Sul "più solitario tra i poeti solitari" esce in Francia una biografia familiare di Catherine Sauvat, che inserisce Walser in un quadro macroscopico di sterilità e depressione. Poi, parla l'uomo che scoprì bambino il cadavere sulla neve Fece sempre coincidere vita e scrittura, fino a quando la sorella non lo costrinse ad entrare nella clinica psichiatrica di Herisau. Aveva rinunciato alle amicizie, alle donne e a qualsiasi bene materiale, se si escludono un completo grigio, un cappello e un ombrello logoro. Quel giorno dovette rinunciare anche alla penna e a se stesso. Robert Walser, che dopo la morte è stato definito "il più solitario tra i poeti solitari", nacque a Bienne, Svizzera tedesca, il 15 aprile 1878. Cominciò a scrivere all'età di vent'anni, forse anche prima. I suoi racconti giovanili, poi riuniti nel libro "I temi di Fritz Kocher", apparvero sul quotidiano locale. Vi si parlava, con non poca ironia, dei suoi insegnanti e dei compagni di classe. Si dice che il giornale andò esaurito in meno di un'ora. Molto presto la scrittura divenne la sola occupazione di Walser, che in vita pubblicò tre romanzi, poesie e centinaia di prose brevi.
La sua "carriera" fu inizialmente rapida. Kafka, Canetti, Musil, Benjamin divennero suoi grandi ammiratori. Dopo un po' lo stile e i temi a lui cari furono tuttavia giudicati scarsamente appetibili dai suoi editori, che gli suggerivano di scrivere come Hermann Hesse.

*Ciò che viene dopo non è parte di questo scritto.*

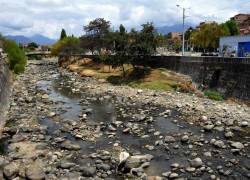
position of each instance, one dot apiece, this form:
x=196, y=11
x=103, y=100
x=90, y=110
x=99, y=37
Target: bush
x=16, y=57
x=19, y=68
x=214, y=95
x=66, y=46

Nel '33 passò nel manicomio di Herisau, dove visse fino al giorno della sua morte. A Waldau l'aveva preceduto il fratello Ernst, professore di musica a Napoli e che morì a 43 anni, probabilmente suicida. Un altro fratello maggiore, Hermann, professore di geografia, si suicidò a 49 anni, malato di depressione. Il primogenito Adolf era morto di tisi a 15 anni. In tutto erano otto figli, nessuno ebbe figli a sua volta. La storia della famiglia Walser è raccontata in una biografia pubblicata in Francia e non ancora tradotta in Italia ("Robert Walser", 236 pagg, Rocher). L'autrice è Catherine Sauvat, che sullo scrittore ha realizzato anche un bel documentario. Dal libro viene fuori una lunga storia di depressioni e casi di schizofrenia. La madre di Walser, Elisa Marti (Robert darà il cognome Marti al protagonista del romanzo "L'assistente"), soffrì per tutta la vita di depressione, forse per la morte prematura del padre, forse per la perdita del primo figlio. Il rapporto tra i genitori di Robert fu comunque molto stretto e di dominio della donna sull'uomo. In una breve prosa intitolata "L'immagine del padre", Walser parla della relazione tra i genitori come di "uno spettacolo degno di ammirazione", spettacolo che tuttavia inciderà non poco sui suoi rapporti con le donne. Tra tutti i fratelli, Robert fu più legato a Lisa e Karl. Dopo la morte della mamma, Lisa sarà per lui sorella, madre, amica, amante immaginaria. Karl, pittore, con il quale visse a Berlino dal 1905 al 1913, tentò invece di avviarlo, senza successo, alla vita mondana. Ne "I fratelli Tanner", ma potremmo dire "fratelli Walser", i protagonisti sono proprio loro tre, Robert, Karl e Lisa (il fratello Oscar, giudicato "troppo normale", non viene neppure citato, mentre Hermann resta turbato dai brani che lo riguardano).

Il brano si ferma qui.